Nevada's Legislative Recusal Law: The Supreme Court Denies One First Amendment Challenge But Sees Other Fundamental Concerns
In Nevada Commission on Ethics v. Carrigan, the U.S. Supreme Court considered a constitutional challenge to a provision of the Nevada Ethics in Government Law, which requires a public official to recuse him or herself from voting on a matter where a conflict of interest exists based on the official's “commitment in a private capacity to the interests of others.” On June 13, 2011, the Court decided that Nevada's recusal provision was not unconstitutionally overbroad, but the Court did so on the narrow and unsurprising ground that legislative voting, in itself, is not protected by the First Amendment because a legislator has no personal right to the legislative power to vote. The Court left open, however, the more difficult and fundamental question raised by Nevada's legislative recusal requirement: Did the recusal requirement—as applied to respondent legislator Carrigan in connection with his voting on a matter in which his campaign manager had an arguable financial interest—unconstitutionally burden his right of association with his political supporters?
The Nevada Ethics in Government Law provides that “a public officer shall not vote upon or advocate the passage or failure of, a matter with respect to which the independence of judgment of a reasonable person in his situation would be materially affected by . . . [h]is commitment in a private capacity to the interests of others.” The “others” who specifically fall within the ambit of this recusal provision include: members of a public officer's household; relatives of the officer; employers of the officer or of a member of the officer's household; and persons with whom the officer has a substantial and continuing relationship. But the recusal law also includes a catchall clause intended to capture any “other commitment or relationship that is substantially similar” to one of the specifically listed relationships.
Michael Carrigan, a member of the City Council of Sparks, Nevada, was censured by the Nevada Commission on Ethics for failing to recuse himself from voting on approval of the “Lazy 8” hotel/casino project. The Commission concluded that Carrigan should have recused himself because his friend and campaign manager, Carlos Vasquez, stood to benefit financially from approval of the “Lazy 8” project.
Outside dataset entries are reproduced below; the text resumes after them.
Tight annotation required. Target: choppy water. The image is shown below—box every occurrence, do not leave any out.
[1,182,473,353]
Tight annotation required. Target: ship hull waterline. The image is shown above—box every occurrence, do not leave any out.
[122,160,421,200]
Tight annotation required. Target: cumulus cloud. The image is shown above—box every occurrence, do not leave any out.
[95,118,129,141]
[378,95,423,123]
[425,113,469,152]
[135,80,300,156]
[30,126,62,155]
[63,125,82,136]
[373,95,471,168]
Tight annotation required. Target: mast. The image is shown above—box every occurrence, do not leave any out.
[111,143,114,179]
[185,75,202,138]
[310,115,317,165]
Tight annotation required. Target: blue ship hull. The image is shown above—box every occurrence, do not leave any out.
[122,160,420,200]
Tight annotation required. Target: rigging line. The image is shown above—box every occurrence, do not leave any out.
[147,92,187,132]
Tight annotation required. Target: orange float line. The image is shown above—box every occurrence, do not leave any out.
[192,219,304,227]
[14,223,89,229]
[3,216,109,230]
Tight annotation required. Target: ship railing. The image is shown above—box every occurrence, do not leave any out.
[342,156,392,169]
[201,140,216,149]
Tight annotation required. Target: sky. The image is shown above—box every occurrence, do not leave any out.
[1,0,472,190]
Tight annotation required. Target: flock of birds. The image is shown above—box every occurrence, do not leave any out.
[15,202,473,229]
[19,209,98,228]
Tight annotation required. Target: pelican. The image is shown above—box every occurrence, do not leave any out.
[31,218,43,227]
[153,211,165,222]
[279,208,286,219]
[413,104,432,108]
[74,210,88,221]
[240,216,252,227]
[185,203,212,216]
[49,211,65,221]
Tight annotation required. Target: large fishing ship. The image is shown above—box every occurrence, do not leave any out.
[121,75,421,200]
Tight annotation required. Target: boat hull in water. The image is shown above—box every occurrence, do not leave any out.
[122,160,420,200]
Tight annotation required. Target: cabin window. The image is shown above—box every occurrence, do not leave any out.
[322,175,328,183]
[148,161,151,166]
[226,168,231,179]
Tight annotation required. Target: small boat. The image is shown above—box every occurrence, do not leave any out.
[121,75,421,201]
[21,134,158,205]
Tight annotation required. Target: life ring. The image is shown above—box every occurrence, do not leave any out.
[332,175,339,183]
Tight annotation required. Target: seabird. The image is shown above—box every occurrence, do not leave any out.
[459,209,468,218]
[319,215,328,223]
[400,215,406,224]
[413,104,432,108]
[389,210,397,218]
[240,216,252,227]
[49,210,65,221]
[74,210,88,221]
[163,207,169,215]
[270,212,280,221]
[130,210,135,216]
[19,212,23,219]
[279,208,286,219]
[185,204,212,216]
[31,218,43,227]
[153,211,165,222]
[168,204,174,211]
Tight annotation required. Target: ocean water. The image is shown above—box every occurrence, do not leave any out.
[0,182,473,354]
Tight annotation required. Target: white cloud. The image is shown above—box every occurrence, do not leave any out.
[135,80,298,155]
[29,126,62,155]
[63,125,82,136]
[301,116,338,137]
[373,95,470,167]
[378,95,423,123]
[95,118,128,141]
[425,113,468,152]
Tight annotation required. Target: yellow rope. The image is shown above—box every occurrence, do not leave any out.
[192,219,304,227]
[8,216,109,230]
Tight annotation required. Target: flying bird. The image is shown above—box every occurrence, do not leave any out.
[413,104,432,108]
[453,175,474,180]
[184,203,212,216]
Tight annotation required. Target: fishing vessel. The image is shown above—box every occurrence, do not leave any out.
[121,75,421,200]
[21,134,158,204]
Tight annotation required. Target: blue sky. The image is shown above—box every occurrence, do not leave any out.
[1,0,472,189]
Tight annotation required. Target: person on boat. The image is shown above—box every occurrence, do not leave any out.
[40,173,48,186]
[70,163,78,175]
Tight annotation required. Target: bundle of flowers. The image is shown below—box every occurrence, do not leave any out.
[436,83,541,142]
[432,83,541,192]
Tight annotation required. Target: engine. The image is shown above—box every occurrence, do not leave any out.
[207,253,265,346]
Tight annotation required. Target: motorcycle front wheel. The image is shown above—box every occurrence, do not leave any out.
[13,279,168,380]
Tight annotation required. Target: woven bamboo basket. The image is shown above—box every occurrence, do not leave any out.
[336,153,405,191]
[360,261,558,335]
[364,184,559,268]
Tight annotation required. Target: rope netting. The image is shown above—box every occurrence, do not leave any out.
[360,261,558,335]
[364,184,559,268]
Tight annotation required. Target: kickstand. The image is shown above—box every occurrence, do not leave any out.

The Commission determined that the relationship between Carrigan and Vasquez fell within the catchall provision of the recusal law because it was “substantially similar” to the prohibited relationships specifically described in the law.
Carrigan's case reached the Court on the narrow question of whether Nevada's recusal law, by restricting Carrigan's legislative vote, infringed upon his protected speech. An undivided Court held that the recusal law did not burden protected speech, with eight justices agreeing that the legislator's vote is not his or her personal speech at all. (Justice Alito concurred in the judgment of the Court but did so on the ground that although a legislator's vote is personal, protected speech, the Nevada recusal law was not an impermissible restriction on that speech.) As Justice Scalia stated in the opinion of the Court reversing the Nevada Supreme Court's determination that the recusal provision was unconstitutional because it burdened the protected speech of legislative voting:
[H]ow can it be that restrictions upon legislators' voting are not restrictions upon legislators' protected speech? The answer is that a legislator's vote is the commitment of his apportioned share of the legislature's power to the passage or defeat of a particular proposal. The legislative power thus committed is not personal to the legislator but belongs to the people; the legislator has no personal right to it.
In addition to arguing that the Nevada recusal law restricted protected speech by restricting his legislative vote, in his brief, Carrigan raised two other arguments: that the recusal law unconstitutionally burdens the right of association of officials and supporters and that the law is unconstitutionally vague. But the Court considered these arguments to be waived in the record before it and, thus—“[w]hatever the merits of these arguments,” as Justice Scalia stated in the Court's opinion—did not consider them. But the potential force of these arguments was not lost on the Court. As Justice Kennedy stated in his concurring opinion, given that Carrigan was censured for a legislative vote affecting his supporter and campaign manager, “the possibility that Carrigan was censured because he was thought to be beholden to a person who helped him win an election raises constitutional concerns of the first magnitude.” As Justice Kennedy also stated, “one fair interpretation, if not the necessary one, is that the statute could apply to a legislator whose personal life is tied to the longstanding, close friendships he or she has forged in the common cause” of an election campaign. “The interests here at issue are at the heart of the First Amendment,” Justice Kennedy concluded.
With such fundamental First Amendment issues at stake, it appears unlikely that the Carrigan case will stand as the Court's last word on legislative recusal laws, particularly given, as Justice Scalia noted in the opinion of the Court, that “[t]oday, virtually every state has enacted some type of recusal law, many of which, not unlike Nevada's, require public officials to abstain from voting on all matters presenting a conflict of interest.”